DITA provides several elements to enable indexing. Whether and how an index is rendered will vary based on implementation decisions and rendering formats.

Here are some definitions:

  • An index is a mapping from <indexterm> elements to locations in the DITA content.
  • A generated index is a mapping of index terms to rendered locations.

While DITA provides several elements that support indexing, how those elements are used will vary by implementation.

  • A publishing format like PDF might use a back-of-the-book style index with page numbers, which typically involves merging index elements and generating page numbers.
  • Another publishing format might have no rendered index, but it would instead use the content of index elements to help weight search results.
  • Some implementations might choose to supplement a generated index with additional content, such as treating a specialized <keyword> element as both normal content and an index entry.
  • Implementations might have different ways to render indexing edge cases, based on either implementation capabilities or style preferences.

While DITA defines markup for indexing and specifies exactly the point to which an <indexterm> refers, it cannot force DITA documents to use consistent patterns that work for all formats. Implementations should consider edge cases and how to treat them.

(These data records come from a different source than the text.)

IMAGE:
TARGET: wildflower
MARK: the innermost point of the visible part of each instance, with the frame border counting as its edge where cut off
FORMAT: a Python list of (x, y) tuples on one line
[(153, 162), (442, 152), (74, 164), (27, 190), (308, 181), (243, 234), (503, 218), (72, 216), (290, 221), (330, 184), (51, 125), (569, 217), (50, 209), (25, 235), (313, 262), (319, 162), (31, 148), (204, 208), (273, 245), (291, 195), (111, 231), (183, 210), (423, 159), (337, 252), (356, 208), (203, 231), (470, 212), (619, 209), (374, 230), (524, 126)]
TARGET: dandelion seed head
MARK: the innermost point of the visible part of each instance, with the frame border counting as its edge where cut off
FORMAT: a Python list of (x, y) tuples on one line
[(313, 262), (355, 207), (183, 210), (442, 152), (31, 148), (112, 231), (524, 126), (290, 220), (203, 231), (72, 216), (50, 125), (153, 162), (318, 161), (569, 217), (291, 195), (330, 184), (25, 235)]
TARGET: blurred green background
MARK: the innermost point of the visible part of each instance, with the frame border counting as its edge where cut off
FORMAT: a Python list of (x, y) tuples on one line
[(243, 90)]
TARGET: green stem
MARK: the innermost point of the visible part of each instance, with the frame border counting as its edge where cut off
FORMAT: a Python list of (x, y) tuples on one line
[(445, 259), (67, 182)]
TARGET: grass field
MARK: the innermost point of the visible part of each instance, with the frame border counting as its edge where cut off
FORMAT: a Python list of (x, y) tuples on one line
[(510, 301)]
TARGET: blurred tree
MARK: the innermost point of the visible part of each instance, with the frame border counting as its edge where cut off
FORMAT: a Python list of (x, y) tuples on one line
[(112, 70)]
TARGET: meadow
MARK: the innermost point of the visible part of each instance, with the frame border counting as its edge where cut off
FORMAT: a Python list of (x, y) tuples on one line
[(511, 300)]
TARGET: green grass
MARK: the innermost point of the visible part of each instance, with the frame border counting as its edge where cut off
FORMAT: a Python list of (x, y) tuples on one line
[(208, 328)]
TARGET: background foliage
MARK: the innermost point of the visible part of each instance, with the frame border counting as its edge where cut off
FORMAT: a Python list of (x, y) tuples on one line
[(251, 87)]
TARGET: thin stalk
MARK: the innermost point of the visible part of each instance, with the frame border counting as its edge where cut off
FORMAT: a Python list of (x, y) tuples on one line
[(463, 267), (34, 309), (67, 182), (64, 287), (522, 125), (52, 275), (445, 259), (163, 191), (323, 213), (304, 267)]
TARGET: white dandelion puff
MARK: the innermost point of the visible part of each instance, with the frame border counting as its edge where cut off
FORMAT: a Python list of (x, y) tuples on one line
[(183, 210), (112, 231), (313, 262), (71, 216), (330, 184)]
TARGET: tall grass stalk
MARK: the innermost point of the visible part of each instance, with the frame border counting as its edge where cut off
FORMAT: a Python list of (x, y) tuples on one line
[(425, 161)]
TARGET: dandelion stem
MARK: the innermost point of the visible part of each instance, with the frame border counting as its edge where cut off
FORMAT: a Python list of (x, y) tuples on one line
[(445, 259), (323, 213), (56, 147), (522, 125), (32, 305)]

The following list includes some of the conditions that implementations might want to be aware of when considering how to generate an index:
  • Index processors typically ignore leading and trailing whitespace characters.
  • Processors might want to treat two entries separately if they are defined with different capitalization.
  • Processors need to determine how to handle nested markup, such as an <keyword> element that is located within an <indexterm> element.
  • Because <index-see> is used to refer to a term that is used instead of the current entry, processors should consider how to handle a case where an index term is used both as a page locator and with an <index-see> element for redirection.
  • Similarly, processors should consider how to handle the case where an index term is defined with both an <index-see> and an <index-see-also> element.